Temos que entender que todo mundo está mais preocupado do que o habitual, mesmo. Mas temos que controlar o quanto isso vai impactar a vida no dia a dia. A primeira dica é organizar a rotina dos adultos (horários de trabalho, se possível intercalando os expedientes dos adultos, reserva de ambientes para o home office, etc). Depois organize a agenda dos filhos, afinal, ninguém está de férias. Tenha horário das atividade escolares online, horário para acessar a telas, evitando ao máximo o excesso desse uso. Reserve momentos divertidos e prazerosos de brincar junto, momentos de atividade física e tarefas de casa, tente colocar a criança perto de um lugar onde bate sol e tenha espaço para que ela possa dialogar sobre angústias e sentimentos. Proporcione encontros virtuais com familiares e amigos. E, sobretudo, não a deixe ver matérias de TV sobre a pandemia - estas foram feitas para adultos.

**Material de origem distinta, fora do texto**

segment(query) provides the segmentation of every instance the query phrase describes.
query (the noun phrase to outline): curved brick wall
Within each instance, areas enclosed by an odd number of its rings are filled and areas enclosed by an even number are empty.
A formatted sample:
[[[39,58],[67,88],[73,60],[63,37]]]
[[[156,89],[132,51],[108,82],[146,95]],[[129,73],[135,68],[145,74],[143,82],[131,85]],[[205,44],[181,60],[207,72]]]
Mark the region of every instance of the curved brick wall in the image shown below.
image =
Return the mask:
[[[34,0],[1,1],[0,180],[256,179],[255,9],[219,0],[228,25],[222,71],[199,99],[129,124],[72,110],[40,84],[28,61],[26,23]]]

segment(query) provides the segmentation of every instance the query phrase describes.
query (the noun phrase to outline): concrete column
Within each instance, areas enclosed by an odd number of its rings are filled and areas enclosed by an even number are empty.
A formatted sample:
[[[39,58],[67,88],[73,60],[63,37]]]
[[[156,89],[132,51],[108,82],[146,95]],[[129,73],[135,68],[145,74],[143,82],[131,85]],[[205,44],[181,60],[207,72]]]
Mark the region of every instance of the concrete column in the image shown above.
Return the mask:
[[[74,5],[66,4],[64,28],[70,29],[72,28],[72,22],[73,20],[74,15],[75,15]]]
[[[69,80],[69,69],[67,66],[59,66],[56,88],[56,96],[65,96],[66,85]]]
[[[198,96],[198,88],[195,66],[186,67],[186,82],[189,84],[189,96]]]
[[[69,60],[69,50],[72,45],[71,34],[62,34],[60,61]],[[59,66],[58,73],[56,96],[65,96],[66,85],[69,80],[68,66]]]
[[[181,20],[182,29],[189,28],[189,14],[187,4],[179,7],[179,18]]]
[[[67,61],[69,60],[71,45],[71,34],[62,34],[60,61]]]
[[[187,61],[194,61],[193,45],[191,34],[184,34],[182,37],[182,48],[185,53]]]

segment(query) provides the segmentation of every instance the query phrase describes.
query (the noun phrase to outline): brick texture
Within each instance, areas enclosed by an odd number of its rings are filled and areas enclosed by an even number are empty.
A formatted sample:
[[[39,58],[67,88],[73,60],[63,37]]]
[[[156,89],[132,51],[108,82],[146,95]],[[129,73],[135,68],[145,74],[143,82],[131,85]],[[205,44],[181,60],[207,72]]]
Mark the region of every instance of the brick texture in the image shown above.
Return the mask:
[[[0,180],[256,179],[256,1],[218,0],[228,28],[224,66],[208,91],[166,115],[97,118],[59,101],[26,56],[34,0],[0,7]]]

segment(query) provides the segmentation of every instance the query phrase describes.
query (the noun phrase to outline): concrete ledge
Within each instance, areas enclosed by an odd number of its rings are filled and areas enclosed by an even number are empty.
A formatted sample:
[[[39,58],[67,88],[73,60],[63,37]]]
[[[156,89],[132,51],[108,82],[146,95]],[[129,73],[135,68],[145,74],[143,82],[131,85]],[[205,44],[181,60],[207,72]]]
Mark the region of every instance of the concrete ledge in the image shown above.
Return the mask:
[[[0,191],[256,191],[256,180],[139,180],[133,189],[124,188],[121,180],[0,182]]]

A senhora diz que é importante conversar com as crianças, desde pequenas, sobre o que está acontecendo. Elas não ficarão mais ansiosas assim?

Elas estão percebendo que há algo acontecendo, então o melhor é conversar. Desde pequeno a gente pode falar, mas com linguagem mais simples: "tem um bichinho que faz dodói e temos que ficar em casa". É preciso explicar com linguagem clara, mas também falar que vai passar, que daqui a pouco vamos poder brincar lá fora, encontrar os avós. E também enfatizar que é por isso que temos que lavar sempre as mãos - e, no caso dos maiores de 2 anos, usar máscara. Tem de haver equilíbrio: explicar que em casa pode tocar nas coisas, nas pessoas, etc. E que lá fora é preciso mais cuidado. Temos que passar uma forma de lidar mais leve.

O que os pais devem fazer caso identifiquem sintomas de que algo não vai bem, emocionalmente, com os filhos?

Comportamentos diferentes dos habituais são sinais de que o filho está precisando ser mais escutado, mais acolhido. Podemos conversar, dizer que é ruim mesmo ficar sem ir à pracinha, sem encontrar com o vovô. Mostrar que o sentimento dele é real e lhe ajudar a nomear esses sentimentos. Não se deve deixar de fazer consultas pediátricas, que podem ser feitas de maneira remota e, se os sintomas forem de estresse tóxico, é importante procurar atendimento com psicólogo infantil, também de forma remota.